First, I would like to congratulate CYDY for the outstanding preliminary results from the mTNBC trial. We all understand CYDY can always use more cash as a pre-revenue company. With these results, what plans, if any, does CYDY have to pursue available grants to ensure future trials are completed properly.

Yes. So I'll take that one. So listen, we are looking at all potential options, including grants. We're looking at partnerships, we're looking at everything currently for all the different potential trials going forward.

Next question, finance related. Beginning in the month of May 2021 and for each of the following 5 calendar months thereafter, the company was obligated to reduce the outstanding balance of the April 2021 note by $7.5 million per month, the debt reduction amount. How are we paying this obligation -- is it from cash on hand or in available shares.

I think we already answered that question. Yes, we did.

Let me say one quick thing.

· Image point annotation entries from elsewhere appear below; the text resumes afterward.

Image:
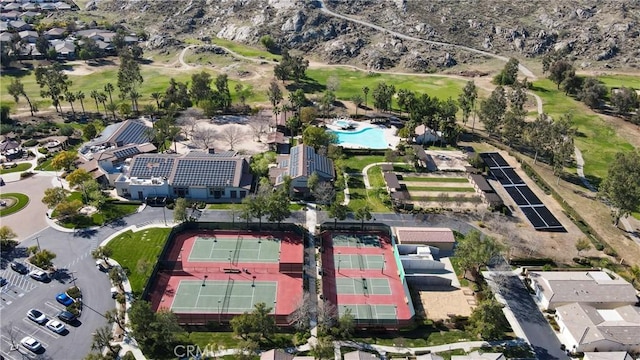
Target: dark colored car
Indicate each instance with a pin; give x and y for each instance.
(19, 268)
(66, 317)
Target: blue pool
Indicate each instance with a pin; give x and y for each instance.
(368, 138)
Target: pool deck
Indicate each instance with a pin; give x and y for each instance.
(389, 134)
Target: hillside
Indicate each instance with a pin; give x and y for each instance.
(597, 35)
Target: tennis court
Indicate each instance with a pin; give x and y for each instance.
(362, 286)
(371, 313)
(355, 240)
(223, 296)
(359, 261)
(235, 250)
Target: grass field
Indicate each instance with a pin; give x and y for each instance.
(130, 248)
(596, 139)
(22, 201)
(434, 179)
(352, 81)
(441, 188)
(19, 168)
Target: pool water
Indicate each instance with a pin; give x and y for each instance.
(368, 138)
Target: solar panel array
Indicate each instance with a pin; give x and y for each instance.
(204, 172)
(147, 167)
(134, 133)
(532, 207)
(126, 152)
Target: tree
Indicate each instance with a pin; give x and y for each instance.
(583, 244)
(363, 214)
(16, 89)
(180, 210)
(54, 196)
(475, 251)
(622, 184)
(487, 320)
(509, 74)
(200, 86)
(338, 211)
(53, 82)
(467, 101)
(232, 135)
(317, 137)
(492, 110)
(64, 160)
(624, 100)
(357, 100)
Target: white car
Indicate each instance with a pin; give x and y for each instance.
(39, 275)
(55, 326)
(37, 316)
(31, 343)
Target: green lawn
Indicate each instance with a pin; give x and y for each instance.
(443, 188)
(18, 168)
(434, 179)
(245, 50)
(22, 201)
(129, 248)
(597, 140)
(355, 164)
(352, 81)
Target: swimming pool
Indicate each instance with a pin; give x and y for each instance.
(368, 138)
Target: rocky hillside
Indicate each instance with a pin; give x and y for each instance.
(597, 34)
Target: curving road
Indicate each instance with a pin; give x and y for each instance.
(323, 8)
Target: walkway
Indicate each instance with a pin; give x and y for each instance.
(526, 72)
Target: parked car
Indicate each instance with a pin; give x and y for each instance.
(36, 316)
(31, 343)
(20, 268)
(67, 317)
(64, 299)
(39, 275)
(55, 326)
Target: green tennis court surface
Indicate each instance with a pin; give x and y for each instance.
(355, 240)
(235, 250)
(358, 261)
(380, 313)
(361, 286)
(222, 296)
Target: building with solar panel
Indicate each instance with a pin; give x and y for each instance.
(200, 176)
(299, 164)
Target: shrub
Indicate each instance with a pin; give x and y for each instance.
(30, 143)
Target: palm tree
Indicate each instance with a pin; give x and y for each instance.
(108, 87)
(157, 96)
(80, 96)
(71, 97)
(95, 95)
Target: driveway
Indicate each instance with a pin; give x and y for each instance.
(529, 318)
(31, 218)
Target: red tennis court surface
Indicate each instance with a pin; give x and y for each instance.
(376, 263)
(287, 271)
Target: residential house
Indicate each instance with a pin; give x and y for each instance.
(55, 33)
(584, 328)
(299, 165)
(117, 135)
(612, 355)
(199, 176)
(360, 355)
(29, 36)
(594, 288)
(441, 238)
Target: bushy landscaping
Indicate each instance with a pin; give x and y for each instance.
(138, 252)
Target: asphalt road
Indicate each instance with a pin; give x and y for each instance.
(536, 328)
(73, 261)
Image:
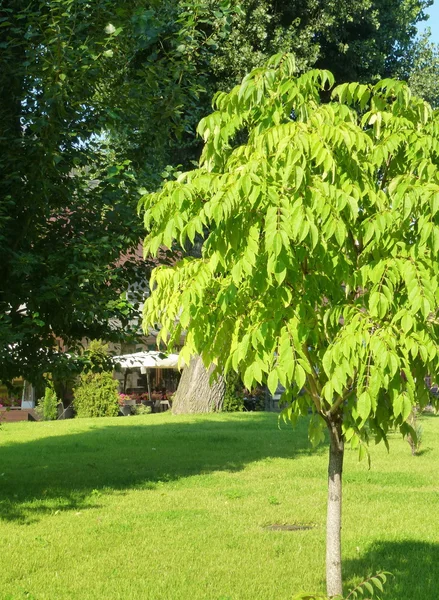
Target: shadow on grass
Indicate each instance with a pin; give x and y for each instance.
(69, 472)
(414, 565)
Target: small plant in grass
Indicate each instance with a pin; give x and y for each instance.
(140, 409)
(47, 407)
(366, 590)
(96, 395)
(233, 397)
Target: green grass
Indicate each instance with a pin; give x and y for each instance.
(162, 508)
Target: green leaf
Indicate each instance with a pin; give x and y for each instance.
(364, 406)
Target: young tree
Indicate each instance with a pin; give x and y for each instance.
(319, 271)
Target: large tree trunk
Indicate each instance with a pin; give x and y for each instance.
(334, 584)
(194, 393)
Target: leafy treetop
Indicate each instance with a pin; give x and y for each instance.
(319, 270)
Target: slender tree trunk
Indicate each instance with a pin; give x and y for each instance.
(194, 393)
(334, 584)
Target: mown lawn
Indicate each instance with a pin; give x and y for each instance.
(161, 507)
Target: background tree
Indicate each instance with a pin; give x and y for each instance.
(424, 74)
(319, 271)
(95, 100)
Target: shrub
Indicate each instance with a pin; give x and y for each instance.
(140, 409)
(96, 395)
(233, 402)
(47, 408)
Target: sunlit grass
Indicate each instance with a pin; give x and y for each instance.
(162, 507)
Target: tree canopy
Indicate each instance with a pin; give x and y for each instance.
(319, 270)
(95, 100)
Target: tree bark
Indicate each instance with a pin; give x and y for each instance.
(334, 583)
(195, 394)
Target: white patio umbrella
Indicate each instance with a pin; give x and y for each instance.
(145, 361)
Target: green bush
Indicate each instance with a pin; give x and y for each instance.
(233, 398)
(96, 395)
(233, 402)
(140, 409)
(47, 408)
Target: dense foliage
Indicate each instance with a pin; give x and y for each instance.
(319, 270)
(95, 100)
(96, 395)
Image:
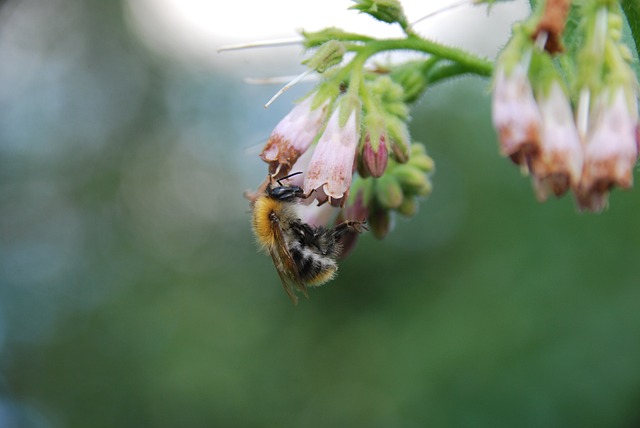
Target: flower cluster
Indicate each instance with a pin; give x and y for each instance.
(589, 148)
(332, 140)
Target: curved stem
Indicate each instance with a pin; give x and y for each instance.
(631, 9)
(471, 63)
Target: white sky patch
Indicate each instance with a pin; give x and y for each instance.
(196, 29)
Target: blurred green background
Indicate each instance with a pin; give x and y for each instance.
(131, 292)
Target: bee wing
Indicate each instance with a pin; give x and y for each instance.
(286, 267)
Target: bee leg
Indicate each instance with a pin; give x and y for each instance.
(358, 226)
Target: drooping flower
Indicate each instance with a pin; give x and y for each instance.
(331, 167)
(611, 148)
(558, 164)
(293, 135)
(515, 113)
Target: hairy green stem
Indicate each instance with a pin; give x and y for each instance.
(471, 63)
(631, 9)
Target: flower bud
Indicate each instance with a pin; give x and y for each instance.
(375, 155)
(293, 135)
(408, 207)
(380, 222)
(399, 139)
(558, 164)
(389, 11)
(515, 113)
(412, 77)
(331, 166)
(412, 180)
(357, 206)
(328, 54)
(611, 149)
(388, 192)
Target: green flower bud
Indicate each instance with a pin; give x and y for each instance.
(389, 11)
(412, 77)
(399, 139)
(422, 162)
(408, 207)
(412, 180)
(328, 54)
(388, 192)
(313, 39)
(380, 222)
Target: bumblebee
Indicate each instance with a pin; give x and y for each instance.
(303, 255)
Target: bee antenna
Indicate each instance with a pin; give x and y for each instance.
(288, 176)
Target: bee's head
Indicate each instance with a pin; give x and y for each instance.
(285, 192)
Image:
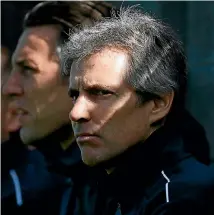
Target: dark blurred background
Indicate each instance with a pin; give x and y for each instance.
(194, 23)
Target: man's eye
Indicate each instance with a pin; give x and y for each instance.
(73, 94)
(27, 70)
(100, 92)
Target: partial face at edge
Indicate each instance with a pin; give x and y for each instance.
(106, 118)
(35, 86)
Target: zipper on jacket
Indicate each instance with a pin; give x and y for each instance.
(118, 211)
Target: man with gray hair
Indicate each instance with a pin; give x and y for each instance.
(128, 78)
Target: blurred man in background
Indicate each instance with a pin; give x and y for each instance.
(36, 89)
(9, 119)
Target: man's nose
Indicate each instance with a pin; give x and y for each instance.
(13, 85)
(80, 111)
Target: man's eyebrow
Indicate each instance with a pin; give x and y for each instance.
(25, 62)
(89, 86)
(72, 91)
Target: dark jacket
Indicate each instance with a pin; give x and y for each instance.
(157, 177)
(27, 187)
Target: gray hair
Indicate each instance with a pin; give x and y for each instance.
(156, 58)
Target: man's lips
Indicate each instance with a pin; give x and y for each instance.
(86, 137)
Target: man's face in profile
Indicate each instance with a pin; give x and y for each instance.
(106, 116)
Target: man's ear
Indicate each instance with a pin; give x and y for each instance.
(161, 107)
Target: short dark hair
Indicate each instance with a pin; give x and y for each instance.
(66, 14)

I know -- have we got a default on any of the payment, Antonio?

No.

We diluted the company $33 million in the $190 million that we raised versus before it was like we diluted 425 million shares to get $120 million. So I think that's a pretty good record. Wouldn't you say that?

I agree.

Okay. So I hope the shareholders take that confidence that we are doing everything with the articulated way of raising money, whether it's [ deregistered rack or pipe or note ], the dilution is main consent to us, always it has been. So with that, I hope everybody has the confidence that we would do the right thing. And I don't think, God willing, we're not going to run to any problem financially because our record has been very good. But we always have to raise money that's in our forward-looking statements.

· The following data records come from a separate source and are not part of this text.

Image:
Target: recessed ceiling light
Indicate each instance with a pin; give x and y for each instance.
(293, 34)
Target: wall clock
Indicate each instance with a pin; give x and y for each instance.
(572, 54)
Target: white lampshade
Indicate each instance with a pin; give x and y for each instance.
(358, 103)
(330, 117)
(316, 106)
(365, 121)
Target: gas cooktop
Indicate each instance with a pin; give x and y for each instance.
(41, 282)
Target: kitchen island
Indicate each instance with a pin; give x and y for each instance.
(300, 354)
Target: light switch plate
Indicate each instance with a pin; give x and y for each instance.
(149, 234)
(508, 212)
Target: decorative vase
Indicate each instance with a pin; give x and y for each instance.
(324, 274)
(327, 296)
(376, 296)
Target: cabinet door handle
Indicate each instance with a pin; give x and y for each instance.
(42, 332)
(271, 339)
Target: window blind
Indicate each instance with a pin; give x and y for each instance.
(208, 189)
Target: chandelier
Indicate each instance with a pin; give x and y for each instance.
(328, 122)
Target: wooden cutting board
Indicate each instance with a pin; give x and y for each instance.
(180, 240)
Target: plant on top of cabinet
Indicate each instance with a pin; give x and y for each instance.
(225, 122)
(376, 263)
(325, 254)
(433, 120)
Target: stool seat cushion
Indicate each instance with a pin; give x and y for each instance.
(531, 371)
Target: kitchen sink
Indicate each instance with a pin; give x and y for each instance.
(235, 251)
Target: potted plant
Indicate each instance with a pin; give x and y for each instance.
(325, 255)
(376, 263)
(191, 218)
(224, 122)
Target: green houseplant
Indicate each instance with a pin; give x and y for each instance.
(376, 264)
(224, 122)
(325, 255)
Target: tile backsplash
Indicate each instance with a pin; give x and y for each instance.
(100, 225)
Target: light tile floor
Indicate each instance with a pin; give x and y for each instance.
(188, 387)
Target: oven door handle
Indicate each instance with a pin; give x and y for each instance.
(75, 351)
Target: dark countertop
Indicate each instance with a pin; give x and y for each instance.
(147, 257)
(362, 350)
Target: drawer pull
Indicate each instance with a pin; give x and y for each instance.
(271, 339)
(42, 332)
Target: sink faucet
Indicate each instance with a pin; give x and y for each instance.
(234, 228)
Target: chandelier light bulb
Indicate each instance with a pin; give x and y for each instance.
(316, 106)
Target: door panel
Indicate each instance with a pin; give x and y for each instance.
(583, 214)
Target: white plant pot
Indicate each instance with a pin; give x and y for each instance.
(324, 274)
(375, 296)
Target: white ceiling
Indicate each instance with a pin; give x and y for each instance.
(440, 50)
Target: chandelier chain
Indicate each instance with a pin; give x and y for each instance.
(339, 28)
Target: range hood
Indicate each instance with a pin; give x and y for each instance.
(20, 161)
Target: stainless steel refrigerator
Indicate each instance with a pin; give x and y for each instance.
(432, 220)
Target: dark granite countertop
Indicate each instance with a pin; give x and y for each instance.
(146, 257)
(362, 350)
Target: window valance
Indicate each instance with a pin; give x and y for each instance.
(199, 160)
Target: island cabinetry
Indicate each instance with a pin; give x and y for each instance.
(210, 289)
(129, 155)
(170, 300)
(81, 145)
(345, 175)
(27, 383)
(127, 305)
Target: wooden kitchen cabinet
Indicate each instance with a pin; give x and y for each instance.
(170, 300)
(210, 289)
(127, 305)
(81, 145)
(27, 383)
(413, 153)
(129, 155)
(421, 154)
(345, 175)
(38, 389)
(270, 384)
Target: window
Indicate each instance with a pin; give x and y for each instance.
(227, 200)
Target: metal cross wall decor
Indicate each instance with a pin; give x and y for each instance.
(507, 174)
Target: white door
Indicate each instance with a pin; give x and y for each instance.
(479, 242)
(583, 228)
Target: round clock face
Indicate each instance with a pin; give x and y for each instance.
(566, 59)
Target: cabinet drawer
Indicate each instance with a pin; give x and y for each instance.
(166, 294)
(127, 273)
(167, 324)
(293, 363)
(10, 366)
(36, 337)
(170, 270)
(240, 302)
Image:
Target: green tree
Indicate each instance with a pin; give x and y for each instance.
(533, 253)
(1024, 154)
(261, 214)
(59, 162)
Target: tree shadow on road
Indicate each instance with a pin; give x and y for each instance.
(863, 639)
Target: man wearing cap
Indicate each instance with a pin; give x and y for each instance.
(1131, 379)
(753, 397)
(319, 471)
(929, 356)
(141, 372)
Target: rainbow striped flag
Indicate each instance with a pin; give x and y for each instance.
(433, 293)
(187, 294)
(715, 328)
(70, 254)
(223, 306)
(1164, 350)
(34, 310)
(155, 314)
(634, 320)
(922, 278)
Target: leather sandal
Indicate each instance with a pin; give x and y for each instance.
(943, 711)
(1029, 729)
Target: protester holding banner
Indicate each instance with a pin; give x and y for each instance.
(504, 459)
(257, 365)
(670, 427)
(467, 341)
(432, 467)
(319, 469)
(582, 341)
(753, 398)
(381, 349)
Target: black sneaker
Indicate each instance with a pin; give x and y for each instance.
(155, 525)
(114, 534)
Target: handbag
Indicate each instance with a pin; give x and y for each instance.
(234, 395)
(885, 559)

Two remaining questions. Is the HIV data being submitted to other countries?

So we will give to the other countries. But because the volume of work has just gone through the roof and we have limited staff. And we want to make sure that we get the BLA done over here for United States. If we do get that then we will talk to other countries also. We have already been in talk with Canada, U.K. and everything. But if we get approval for COVID-19 faster than BLA, HIV, then we will pursue that and the path would change a little bit.

Yes. And I hope that people realize that by going through this process, as I said earlier, this is a very turnkey solution for us. When we get this and we get the BLA submitted to the United States. Obviously, it's going to be tremendously easier to go throughout the rest of the world and submit to other countries. So it will be very turnkey.

Okay. Last question...

I was going to say, Scott, that's an excellent point. Our focus is on getting this BLA across the finish line, and we're very, very close.

Absolutely.

Last question. Has the company made distribution arrangements with distributors in the U.S. and elsewhere for when and if an EUA for any indication is approved by any country's drug agency or will we partner with a larger pharmaceutical company?

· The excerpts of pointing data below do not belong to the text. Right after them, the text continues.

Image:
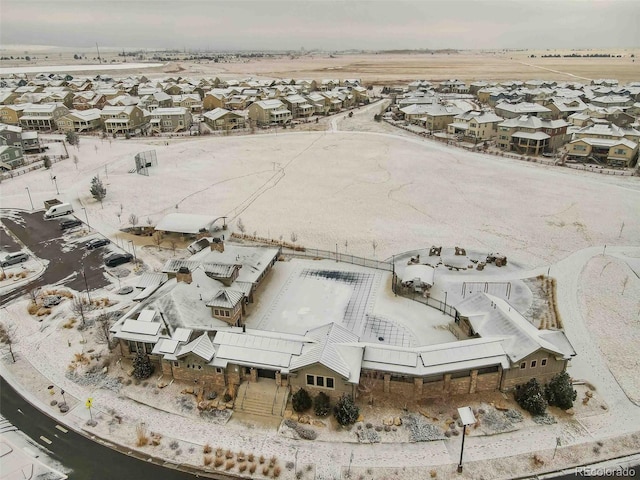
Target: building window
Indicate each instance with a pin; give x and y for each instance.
(320, 381)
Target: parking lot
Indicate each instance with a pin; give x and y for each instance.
(63, 253)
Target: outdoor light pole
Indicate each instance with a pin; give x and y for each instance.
(29, 193)
(135, 260)
(467, 418)
(86, 285)
(86, 216)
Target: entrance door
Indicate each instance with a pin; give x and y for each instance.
(266, 373)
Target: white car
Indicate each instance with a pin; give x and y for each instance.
(13, 258)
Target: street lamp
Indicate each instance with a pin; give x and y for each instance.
(29, 193)
(133, 246)
(467, 418)
(86, 216)
(86, 285)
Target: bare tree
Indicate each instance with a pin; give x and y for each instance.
(158, 238)
(79, 306)
(102, 333)
(133, 220)
(7, 336)
(173, 243)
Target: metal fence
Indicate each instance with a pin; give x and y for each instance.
(33, 166)
(315, 253)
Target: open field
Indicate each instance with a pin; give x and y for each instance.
(373, 68)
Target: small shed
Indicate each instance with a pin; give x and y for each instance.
(185, 223)
(420, 277)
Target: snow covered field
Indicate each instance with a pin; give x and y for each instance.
(405, 193)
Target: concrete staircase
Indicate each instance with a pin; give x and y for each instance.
(263, 398)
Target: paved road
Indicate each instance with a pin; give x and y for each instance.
(64, 254)
(88, 459)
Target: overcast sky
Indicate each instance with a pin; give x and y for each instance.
(320, 24)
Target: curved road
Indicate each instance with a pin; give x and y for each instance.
(88, 459)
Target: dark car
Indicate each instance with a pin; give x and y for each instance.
(13, 258)
(97, 243)
(70, 223)
(118, 259)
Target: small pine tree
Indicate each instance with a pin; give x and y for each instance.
(72, 138)
(142, 367)
(560, 392)
(531, 397)
(98, 190)
(322, 404)
(346, 411)
(301, 400)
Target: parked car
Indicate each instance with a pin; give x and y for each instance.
(70, 223)
(13, 258)
(118, 259)
(97, 243)
(51, 300)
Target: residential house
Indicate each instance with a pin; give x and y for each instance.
(190, 101)
(155, 100)
(10, 157)
(530, 135)
(80, 121)
(174, 119)
(532, 352)
(515, 110)
(267, 112)
(299, 106)
(222, 119)
(564, 107)
(12, 135)
(42, 117)
(213, 100)
(438, 117)
(88, 100)
(612, 152)
(123, 120)
(475, 125)
(612, 101)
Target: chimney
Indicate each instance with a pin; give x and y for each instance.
(217, 245)
(184, 275)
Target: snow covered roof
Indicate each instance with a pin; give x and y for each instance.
(225, 298)
(531, 135)
(200, 346)
(327, 352)
(185, 222)
(254, 260)
(491, 316)
(436, 359)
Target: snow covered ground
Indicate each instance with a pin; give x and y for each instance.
(406, 194)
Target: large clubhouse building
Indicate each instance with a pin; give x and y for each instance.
(192, 322)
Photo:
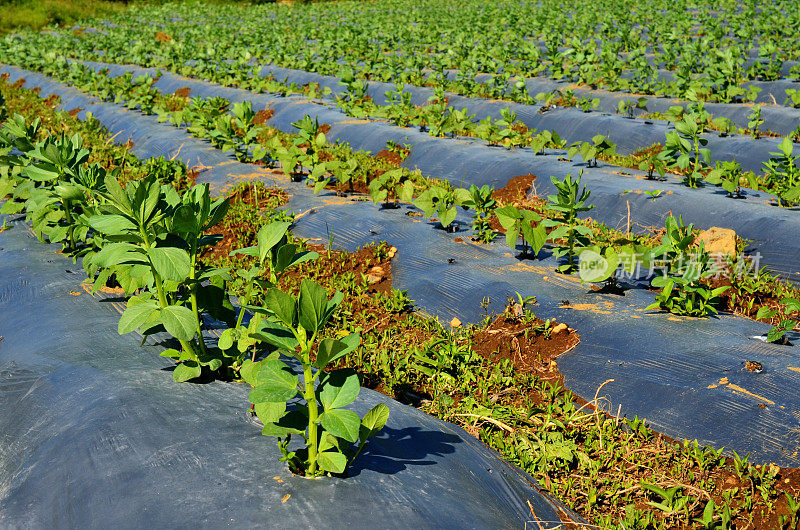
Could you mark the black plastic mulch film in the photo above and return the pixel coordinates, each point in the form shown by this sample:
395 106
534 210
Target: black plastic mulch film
158 441
468 161
95 432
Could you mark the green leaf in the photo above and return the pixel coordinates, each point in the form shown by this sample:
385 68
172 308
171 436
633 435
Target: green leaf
338 389
277 336
249 372
269 411
293 422
312 305
186 370
775 334
225 341
269 236
283 305
341 423
276 382
332 462
118 254
135 315
185 220
111 224
765 312
447 216
179 321
170 263
374 421
331 349
171 353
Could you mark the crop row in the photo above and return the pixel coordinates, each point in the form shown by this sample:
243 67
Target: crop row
555 438
654 47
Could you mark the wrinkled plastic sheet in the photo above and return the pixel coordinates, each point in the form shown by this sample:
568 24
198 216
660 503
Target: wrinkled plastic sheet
94 433
685 376
570 123
467 161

So we are going to look at the situation as it comes in regards to Brazil, which we are very hopeful to get approval over there for COVID-19. We have a distributor volume. We have an extensive contract with them. So we said -- but with the United States, if we do get approval for COVID-19, perhaps long-hauler, we like to partner with other pharmaceutical, would you agree?

I would agree.

All right. So with all that -- I think this was the last question, and I just want to close it up by saying that in regards to our company currently. We have cancer results that we just talked about. We have long hauler data that we are very excited about. We have CD16, CD17 two indication for COVID-19 in Brazil, which we hope to start the study any day, and we have done a lot of work on that. HIV BLA is back on track. Dr. Recknor has done a fantastic job. NASH, we might stop the trial. We don't know. We will work on that and see what's the best path for us. And then our diagnostic laboratory that we are building. We're going to be doing all of this simultaneously. And as our progress is shown, we will be able to see where we go -- what we're going to do after that. Any comment, Dr. Kelly or Dr. Recknor before we close it off. Thank you, everyone, for the great call. Take care.

That concludes today's conference. All parties may disconnect. Have a good day.